Fourth, an examination of specific survival strategies reveals the extremely limited reach of the state across the region. With the exception of health care, few Southern Africans think of government as either a primary or backup source of food, cash or most astonishingly, home security.

Fifth, Southern Africans use a variety of strategies to get by on a daily basis. This type of social capital cannot be neatly summarized by a single indicator such as interpersonal trust or participation in community organizations.

Finally, the Afrobarometer contains the unusual combination in the same survey of both measures of lived poverty and measures of political values and behaviours. In contrast to popular wisdom, we find that, net other correlates such as education and political efficacy, poverty has little observable impact on political values and behaviours. If anything, poverty is associated with increased levels of some forms of political participation.

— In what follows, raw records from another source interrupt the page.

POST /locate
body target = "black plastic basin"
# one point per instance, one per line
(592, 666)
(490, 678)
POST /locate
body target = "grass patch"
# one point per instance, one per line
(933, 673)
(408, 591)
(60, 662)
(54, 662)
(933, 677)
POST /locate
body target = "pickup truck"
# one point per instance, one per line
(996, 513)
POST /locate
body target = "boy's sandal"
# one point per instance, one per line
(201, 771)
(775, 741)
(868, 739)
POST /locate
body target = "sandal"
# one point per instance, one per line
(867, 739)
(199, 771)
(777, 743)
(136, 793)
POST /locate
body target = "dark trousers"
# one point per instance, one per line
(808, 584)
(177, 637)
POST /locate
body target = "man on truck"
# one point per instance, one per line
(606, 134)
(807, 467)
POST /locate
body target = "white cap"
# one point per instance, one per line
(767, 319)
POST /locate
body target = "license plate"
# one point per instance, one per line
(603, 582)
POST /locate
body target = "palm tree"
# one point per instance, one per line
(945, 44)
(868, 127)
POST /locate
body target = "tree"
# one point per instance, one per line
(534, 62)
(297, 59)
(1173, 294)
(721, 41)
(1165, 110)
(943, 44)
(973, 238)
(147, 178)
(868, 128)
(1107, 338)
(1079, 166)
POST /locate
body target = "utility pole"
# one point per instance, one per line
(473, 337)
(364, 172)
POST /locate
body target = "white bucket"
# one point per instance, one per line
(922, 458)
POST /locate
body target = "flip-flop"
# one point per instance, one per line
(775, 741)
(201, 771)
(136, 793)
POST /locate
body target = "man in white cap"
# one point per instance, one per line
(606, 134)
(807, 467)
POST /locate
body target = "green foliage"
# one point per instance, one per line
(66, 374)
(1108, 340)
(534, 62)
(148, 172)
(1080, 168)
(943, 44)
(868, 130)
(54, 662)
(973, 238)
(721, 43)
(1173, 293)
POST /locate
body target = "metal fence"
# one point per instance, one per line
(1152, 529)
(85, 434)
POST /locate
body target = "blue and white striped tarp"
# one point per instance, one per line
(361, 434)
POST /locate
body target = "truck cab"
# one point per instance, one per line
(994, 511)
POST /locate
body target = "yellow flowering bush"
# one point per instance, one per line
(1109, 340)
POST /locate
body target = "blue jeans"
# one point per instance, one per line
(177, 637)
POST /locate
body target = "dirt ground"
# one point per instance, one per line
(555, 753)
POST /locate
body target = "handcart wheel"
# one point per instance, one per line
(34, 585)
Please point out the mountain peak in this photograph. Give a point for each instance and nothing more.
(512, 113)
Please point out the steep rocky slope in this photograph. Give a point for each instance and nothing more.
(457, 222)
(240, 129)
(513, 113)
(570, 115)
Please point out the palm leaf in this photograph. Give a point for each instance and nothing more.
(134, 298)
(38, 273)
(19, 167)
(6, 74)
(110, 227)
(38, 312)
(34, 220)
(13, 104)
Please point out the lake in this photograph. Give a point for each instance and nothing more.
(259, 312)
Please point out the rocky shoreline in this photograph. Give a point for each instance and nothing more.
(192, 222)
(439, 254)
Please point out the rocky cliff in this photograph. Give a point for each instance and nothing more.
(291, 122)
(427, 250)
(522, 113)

This suggests that the well established relationship of national wealth and democratic endurance is not a result of micro-level dynamics (e.g. that poor people are less democratic than workers or middle class folk). Rather, it simply may be that poor countries are less able to afford or maintain the things vital to sustainable democracy, ranging from formal state institutions such as quality electoral machinery and a well resourced legislature, to societal institutions such as a effective political parties, an independent news media, and a vibrant web of civil society organizations.


Footnotes:
  1. Robert Mattes is co-founder and co-Director of the Afrobarometer. He is also Associate Professor in the Department of Political Studies, and Director of the Democracy In Africa Research Unit in the Centre for Social Science Research at the University of Cape Town.
  2. Michael Bratton is co-founder and co-Director of the Afrobarometer. He is also Professor in the Department of Political Science at Michigan State University.
  3. Yul Derek Davids is Manager of the Public Opinion Service of the Institute for Democracy in South Africa, and manages Afrobarometer surveys in Southern Africa.